If $R$ and $f$ have not been given, then they're arbitrary. $f$ is just a function - there is no $X$ or $Y$ to think about, and the universal set isn't relevant. In general, when asked to prove a statement in first-order logic, you are intended to prove that the statement holds no matter what, so the universal set can't possibly be relevant. $f$ is just a function that turns things into other things. For all we know, $f(2)$ might be $3$, or it might be "hamster".
Let's translate the sentence. $\exists x\exists y(yRf(x) \rightarrow xRx)$ begins with an existential quantifier, so it means that for some $x$, $\exists y(yRf(x) \rightarrow xRx)$. Peeling away the second quantifier, we have that for some $x$ and some $y$, $yRf(x) \rightarrow xRx$.

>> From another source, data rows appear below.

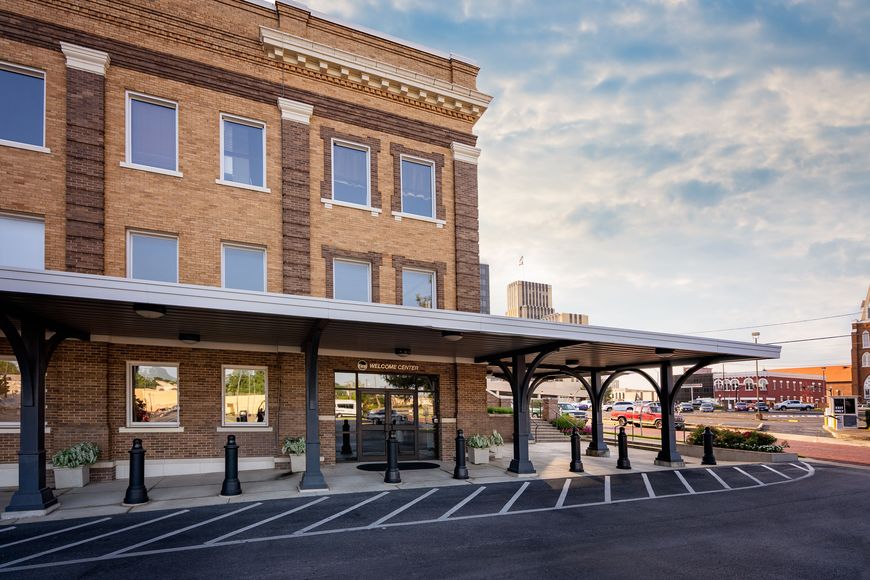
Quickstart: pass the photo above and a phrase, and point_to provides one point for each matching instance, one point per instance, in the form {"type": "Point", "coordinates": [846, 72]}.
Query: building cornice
{"type": "Point", "coordinates": [372, 74]}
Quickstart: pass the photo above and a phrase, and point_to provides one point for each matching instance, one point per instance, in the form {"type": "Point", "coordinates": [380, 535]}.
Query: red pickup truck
{"type": "Point", "coordinates": [645, 414]}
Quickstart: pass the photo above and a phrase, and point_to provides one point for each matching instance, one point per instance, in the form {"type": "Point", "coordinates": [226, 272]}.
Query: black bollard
{"type": "Point", "coordinates": [460, 471]}
{"type": "Point", "coordinates": [708, 458]}
{"type": "Point", "coordinates": [392, 474]}
{"type": "Point", "coordinates": [622, 462]}
{"type": "Point", "coordinates": [345, 439]}
{"type": "Point", "coordinates": [136, 491]}
{"type": "Point", "coordinates": [576, 462]}
{"type": "Point", "coordinates": [232, 485]}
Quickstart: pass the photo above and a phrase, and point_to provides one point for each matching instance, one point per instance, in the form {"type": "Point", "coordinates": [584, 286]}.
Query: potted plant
{"type": "Point", "coordinates": [295, 448]}
{"type": "Point", "coordinates": [478, 449]}
{"type": "Point", "coordinates": [72, 465]}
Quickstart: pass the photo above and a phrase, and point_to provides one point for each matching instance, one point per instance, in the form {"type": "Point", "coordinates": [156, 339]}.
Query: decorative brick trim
{"type": "Point", "coordinates": [440, 269]}
{"type": "Point", "coordinates": [374, 258]}
{"type": "Point", "coordinates": [397, 150]}
{"type": "Point", "coordinates": [85, 177]}
{"type": "Point", "coordinates": [295, 207]}
{"type": "Point", "coordinates": [374, 145]}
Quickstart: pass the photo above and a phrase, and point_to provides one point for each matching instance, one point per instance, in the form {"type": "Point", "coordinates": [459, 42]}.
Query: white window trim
{"type": "Point", "coordinates": [145, 233]}
{"type": "Point", "coordinates": [250, 123]}
{"type": "Point", "coordinates": [224, 246]}
{"type": "Point", "coordinates": [250, 426]}
{"type": "Point", "coordinates": [434, 286]}
{"type": "Point", "coordinates": [33, 72]}
{"type": "Point", "coordinates": [131, 425]}
{"type": "Point", "coordinates": [128, 159]}
{"type": "Point", "coordinates": [352, 261]}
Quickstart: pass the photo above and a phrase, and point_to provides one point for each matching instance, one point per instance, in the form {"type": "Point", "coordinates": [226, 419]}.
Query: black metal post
{"type": "Point", "coordinates": [708, 458]}
{"type": "Point", "coordinates": [576, 462]}
{"type": "Point", "coordinates": [136, 491]}
{"type": "Point", "coordinates": [392, 474]}
{"type": "Point", "coordinates": [232, 485]}
{"type": "Point", "coordinates": [460, 471]}
{"type": "Point", "coordinates": [622, 442]}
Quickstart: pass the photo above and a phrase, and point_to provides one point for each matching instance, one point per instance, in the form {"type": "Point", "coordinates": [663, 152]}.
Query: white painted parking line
{"type": "Point", "coordinates": [396, 512]}
{"type": "Point", "coordinates": [685, 483]}
{"type": "Point", "coordinates": [514, 499]}
{"type": "Point", "coordinates": [458, 506]}
{"type": "Point", "coordinates": [649, 489]}
{"type": "Point", "coordinates": [779, 473]}
{"type": "Point", "coordinates": [564, 493]}
{"type": "Point", "coordinates": [753, 478]}
{"type": "Point", "coordinates": [339, 514]}
{"type": "Point", "coordinates": [267, 520]}
{"type": "Point", "coordinates": [63, 531]}
{"type": "Point", "coordinates": [719, 479]}
{"type": "Point", "coordinates": [182, 530]}
{"type": "Point", "coordinates": [86, 540]}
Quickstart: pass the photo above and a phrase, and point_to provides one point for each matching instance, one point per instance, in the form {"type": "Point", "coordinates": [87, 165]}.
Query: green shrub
{"type": "Point", "coordinates": [76, 456]}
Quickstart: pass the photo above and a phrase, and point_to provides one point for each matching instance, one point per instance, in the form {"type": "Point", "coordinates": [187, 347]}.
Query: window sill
{"type": "Point", "coordinates": [399, 215]}
{"type": "Point", "coordinates": [141, 429]}
{"type": "Point", "coordinates": [151, 169]}
{"type": "Point", "coordinates": [243, 186]}
{"type": "Point", "coordinates": [25, 146]}
{"type": "Point", "coordinates": [328, 203]}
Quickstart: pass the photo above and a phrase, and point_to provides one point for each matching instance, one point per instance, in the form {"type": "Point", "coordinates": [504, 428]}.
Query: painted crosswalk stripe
{"type": "Point", "coordinates": [182, 530]}
{"type": "Point", "coordinates": [339, 514]}
{"type": "Point", "coordinates": [458, 506]}
{"type": "Point", "coordinates": [98, 537]}
{"type": "Point", "coordinates": [267, 520]}
{"type": "Point", "coordinates": [396, 512]}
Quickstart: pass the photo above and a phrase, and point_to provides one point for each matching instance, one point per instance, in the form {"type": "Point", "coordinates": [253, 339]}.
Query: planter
{"type": "Point", "coordinates": [65, 477]}
{"type": "Point", "coordinates": [478, 456]}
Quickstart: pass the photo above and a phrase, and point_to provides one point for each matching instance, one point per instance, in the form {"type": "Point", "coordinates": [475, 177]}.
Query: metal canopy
{"type": "Point", "coordinates": [103, 307]}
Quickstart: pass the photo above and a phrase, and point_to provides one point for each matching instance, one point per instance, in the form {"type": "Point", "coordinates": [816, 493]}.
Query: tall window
{"type": "Point", "coordinates": [22, 242]}
{"type": "Point", "coordinates": [152, 257]}
{"type": "Point", "coordinates": [245, 395]}
{"type": "Point", "coordinates": [418, 288]}
{"type": "Point", "coordinates": [352, 281]}
{"type": "Point", "coordinates": [418, 187]}
{"type": "Point", "coordinates": [22, 106]}
{"type": "Point", "coordinates": [152, 133]}
{"type": "Point", "coordinates": [152, 394]}
{"type": "Point", "coordinates": [350, 173]}
{"type": "Point", "coordinates": [244, 268]}
{"type": "Point", "coordinates": [243, 143]}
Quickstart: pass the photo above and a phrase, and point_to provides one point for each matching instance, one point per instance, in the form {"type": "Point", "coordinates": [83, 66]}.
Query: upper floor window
{"type": "Point", "coordinates": [22, 242]}
{"type": "Point", "coordinates": [243, 157]}
{"type": "Point", "coordinates": [418, 187]}
{"type": "Point", "coordinates": [152, 257]}
{"type": "Point", "coordinates": [350, 173]}
{"type": "Point", "coordinates": [22, 107]}
{"type": "Point", "coordinates": [152, 133]}
{"type": "Point", "coordinates": [418, 288]}
{"type": "Point", "coordinates": [244, 268]}
{"type": "Point", "coordinates": [351, 280]}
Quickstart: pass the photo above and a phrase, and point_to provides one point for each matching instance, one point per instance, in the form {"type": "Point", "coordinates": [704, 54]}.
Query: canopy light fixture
{"type": "Point", "coordinates": [151, 311]}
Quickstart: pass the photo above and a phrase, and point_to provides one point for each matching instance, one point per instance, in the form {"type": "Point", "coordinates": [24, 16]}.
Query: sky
{"type": "Point", "coordinates": [667, 165]}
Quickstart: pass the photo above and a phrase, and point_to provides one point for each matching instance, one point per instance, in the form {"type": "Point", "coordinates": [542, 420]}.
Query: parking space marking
{"type": "Point", "coordinates": [267, 520]}
{"type": "Point", "coordinates": [339, 514]}
{"type": "Point", "coordinates": [514, 499]}
{"type": "Point", "coordinates": [719, 479]}
{"type": "Point", "coordinates": [63, 531]}
{"type": "Point", "coordinates": [182, 530]}
{"type": "Point", "coordinates": [685, 483]}
{"type": "Point", "coordinates": [396, 512]}
{"type": "Point", "coordinates": [98, 537]}
{"type": "Point", "coordinates": [458, 506]}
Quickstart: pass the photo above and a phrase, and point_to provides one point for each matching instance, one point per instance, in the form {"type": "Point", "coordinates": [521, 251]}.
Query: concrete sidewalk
{"type": "Point", "coordinates": [186, 491]}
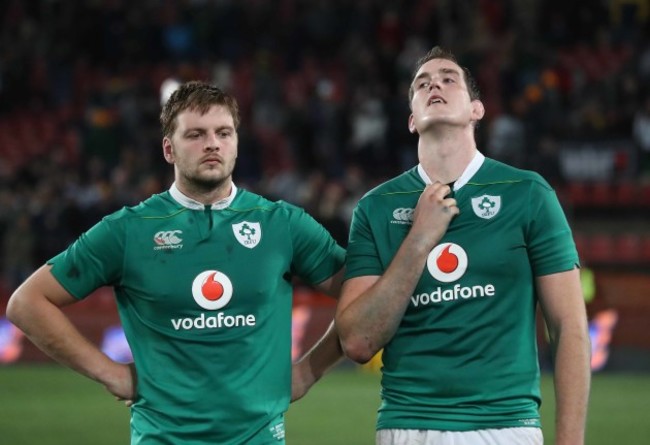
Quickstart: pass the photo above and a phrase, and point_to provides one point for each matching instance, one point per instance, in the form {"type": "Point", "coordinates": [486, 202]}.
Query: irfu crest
{"type": "Point", "coordinates": [247, 233]}
{"type": "Point", "coordinates": [486, 206]}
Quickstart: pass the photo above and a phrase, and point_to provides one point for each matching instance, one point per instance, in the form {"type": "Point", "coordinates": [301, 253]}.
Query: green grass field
{"type": "Point", "coordinates": [49, 405]}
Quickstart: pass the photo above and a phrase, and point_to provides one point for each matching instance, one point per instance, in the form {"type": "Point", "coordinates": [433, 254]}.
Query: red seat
{"type": "Point", "coordinates": [628, 248]}
{"type": "Point", "coordinates": [626, 194]}
{"type": "Point", "coordinates": [602, 194]}
{"type": "Point", "coordinates": [601, 249]}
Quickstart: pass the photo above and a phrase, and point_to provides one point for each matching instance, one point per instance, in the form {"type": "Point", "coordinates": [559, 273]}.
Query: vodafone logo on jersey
{"type": "Point", "coordinates": [447, 262]}
{"type": "Point", "coordinates": [212, 290]}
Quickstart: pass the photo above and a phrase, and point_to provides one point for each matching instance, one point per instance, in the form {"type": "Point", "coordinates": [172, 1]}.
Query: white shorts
{"type": "Point", "coordinates": [500, 436]}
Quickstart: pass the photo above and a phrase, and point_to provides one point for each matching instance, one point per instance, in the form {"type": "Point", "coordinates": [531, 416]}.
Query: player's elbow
{"type": "Point", "coordinates": [15, 310]}
{"type": "Point", "coordinates": [358, 349]}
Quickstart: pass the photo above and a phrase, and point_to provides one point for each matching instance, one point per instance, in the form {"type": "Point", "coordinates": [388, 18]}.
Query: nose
{"type": "Point", "coordinates": [435, 83]}
{"type": "Point", "coordinates": [211, 142]}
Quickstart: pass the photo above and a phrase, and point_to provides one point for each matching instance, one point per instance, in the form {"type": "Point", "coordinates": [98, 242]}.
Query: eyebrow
{"type": "Point", "coordinates": [203, 129]}
{"type": "Point", "coordinates": [426, 74]}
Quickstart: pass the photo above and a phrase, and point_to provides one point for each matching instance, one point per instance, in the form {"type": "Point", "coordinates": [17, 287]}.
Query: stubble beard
{"type": "Point", "coordinates": [202, 183]}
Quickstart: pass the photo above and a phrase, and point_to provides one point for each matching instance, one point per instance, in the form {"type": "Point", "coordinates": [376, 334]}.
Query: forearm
{"type": "Point", "coordinates": [51, 331]}
{"type": "Point", "coordinates": [572, 376]}
{"type": "Point", "coordinates": [371, 320]}
{"type": "Point", "coordinates": [323, 355]}
{"type": "Point", "coordinates": [313, 365]}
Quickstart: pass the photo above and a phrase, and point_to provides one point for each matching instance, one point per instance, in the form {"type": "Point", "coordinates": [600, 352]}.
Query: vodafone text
{"type": "Point", "coordinates": [439, 295]}
{"type": "Point", "coordinates": [213, 321]}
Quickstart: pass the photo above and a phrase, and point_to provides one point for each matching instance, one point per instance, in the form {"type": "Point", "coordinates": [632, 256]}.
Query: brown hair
{"type": "Point", "coordinates": [440, 53]}
{"type": "Point", "coordinates": [198, 96]}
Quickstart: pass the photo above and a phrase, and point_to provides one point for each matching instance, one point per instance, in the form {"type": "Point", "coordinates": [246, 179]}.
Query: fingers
{"type": "Point", "coordinates": [437, 193]}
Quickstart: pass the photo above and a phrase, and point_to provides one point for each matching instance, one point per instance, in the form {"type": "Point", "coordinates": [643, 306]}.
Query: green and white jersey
{"type": "Point", "coordinates": [205, 296]}
{"type": "Point", "coordinates": [465, 355]}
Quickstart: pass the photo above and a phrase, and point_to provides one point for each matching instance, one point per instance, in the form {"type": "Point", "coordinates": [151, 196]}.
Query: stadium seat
{"type": "Point", "coordinates": [578, 194]}
{"type": "Point", "coordinates": [601, 248]}
{"type": "Point", "coordinates": [628, 248]}
{"type": "Point", "coordinates": [644, 250]}
{"type": "Point", "coordinates": [626, 194]}
{"type": "Point", "coordinates": [602, 195]}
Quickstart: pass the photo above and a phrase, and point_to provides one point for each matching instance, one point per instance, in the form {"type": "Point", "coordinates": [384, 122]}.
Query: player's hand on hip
{"type": "Point", "coordinates": [122, 383]}
{"type": "Point", "coordinates": [433, 213]}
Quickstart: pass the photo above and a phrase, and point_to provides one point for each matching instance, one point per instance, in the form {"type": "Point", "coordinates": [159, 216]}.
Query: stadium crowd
{"type": "Point", "coordinates": [322, 87]}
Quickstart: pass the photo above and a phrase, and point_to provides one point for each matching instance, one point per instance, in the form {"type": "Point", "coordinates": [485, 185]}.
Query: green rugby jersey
{"type": "Point", "coordinates": [205, 296]}
{"type": "Point", "coordinates": [465, 355]}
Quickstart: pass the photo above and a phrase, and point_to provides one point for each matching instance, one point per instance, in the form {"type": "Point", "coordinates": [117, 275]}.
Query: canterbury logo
{"type": "Point", "coordinates": [402, 215]}
{"type": "Point", "coordinates": [168, 239]}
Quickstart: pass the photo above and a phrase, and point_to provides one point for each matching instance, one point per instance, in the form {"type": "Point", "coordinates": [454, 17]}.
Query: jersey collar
{"type": "Point", "coordinates": [190, 203]}
{"type": "Point", "coordinates": [470, 171]}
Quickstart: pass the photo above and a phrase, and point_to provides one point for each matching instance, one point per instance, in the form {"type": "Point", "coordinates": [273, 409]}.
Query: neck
{"type": "Point", "coordinates": [445, 155]}
{"type": "Point", "coordinates": [205, 193]}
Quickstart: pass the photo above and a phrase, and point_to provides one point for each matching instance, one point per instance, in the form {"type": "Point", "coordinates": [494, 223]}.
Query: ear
{"type": "Point", "coordinates": [168, 150]}
{"type": "Point", "coordinates": [478, 110]}
{"type": "Point", "coordinates": [412, 128]}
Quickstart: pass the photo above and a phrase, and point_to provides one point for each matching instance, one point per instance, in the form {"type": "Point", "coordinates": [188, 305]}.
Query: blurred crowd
{"type": "Point", "coordinates": [322, 87]}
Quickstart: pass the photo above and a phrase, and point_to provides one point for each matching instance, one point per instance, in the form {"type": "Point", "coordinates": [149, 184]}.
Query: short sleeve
{"type": "Point", "coordinates": [317, 256]}
{"type": "Point", "coordinates": [94, 260]}
{"type": "Point", "coordinates": [549, 238]}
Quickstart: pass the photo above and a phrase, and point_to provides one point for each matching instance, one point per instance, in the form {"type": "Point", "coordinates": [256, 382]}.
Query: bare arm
{"type": "Point", "coordinates": [35, 308]}
{"type": "Point", "coordinates": [371, 307]}
{"type": "Point", "coordinates": [563, 306]}
{"type": "Point", "coordinates": [324, 354]}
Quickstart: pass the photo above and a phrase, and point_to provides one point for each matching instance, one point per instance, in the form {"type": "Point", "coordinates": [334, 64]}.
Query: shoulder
{"type": "Point", "coordinates": [408, 183]}
{"type": "Point", "coordinates": [157, 206]}
{"type": "Point", "coordinates": [247, 201]}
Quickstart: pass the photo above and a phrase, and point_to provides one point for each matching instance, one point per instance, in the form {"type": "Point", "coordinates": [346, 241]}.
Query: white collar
{"type": "Point", "coordinates": [190, 203]}
{"type": "Point", "coordinates": [470, 171]}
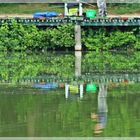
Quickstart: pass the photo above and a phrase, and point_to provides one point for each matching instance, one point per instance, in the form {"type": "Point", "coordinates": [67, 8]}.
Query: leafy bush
{"type": "Point", "coordinates": [103, 39]}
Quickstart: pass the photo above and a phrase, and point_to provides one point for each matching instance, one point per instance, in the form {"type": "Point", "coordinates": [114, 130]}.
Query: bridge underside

When I don't know what a relation is, I like to translate it as "is related to" (so $xRy$ means "$x$ is related to $y$"). So this conditional statement $yRf(x) \rightarrow xRx$ reads as "if $y$ is related to $f(x)$, then $x$ is related to $y$". So the entire sentence translates to "for some $x$ and some $y$, if $y$ is related to $f(x)$ then $x$ is related to $x$".
This is actually quite difficult to think about - what's particularly confusing, and what I imagine is making it hard for you, is that the phrases "$y$ is related to $f(x)$" and "$x$ is related to $x$" don't really seem to have anything to do with each other, without knowing more about $R$ and $f$. So concentrate on vacuous truth - remember, there's a couple of "cheaty" ways to make an "if-then" sentence true. First, you could make the consequent true; or, you could make the antecedent false. In that case, that means that we would only need $xRx$ or $\neg yRf(x)$. Translating again, this is our new sentence:
"For some $x$ and some $y$, either $x$ is related to $x$ or $y$ isn't related to $f(x)$".
Now, that "some $x$ and some $y$" means we just need one pair for which this works - we're not talking about everything. If we can find one thing to be $x$ so that $xRx$, we're done, and we don't care about $f$! If not, well then that means that $yRy$ never holds. Can you find a way to use that to find a $y$ so that $yRf(x)$ does not hold?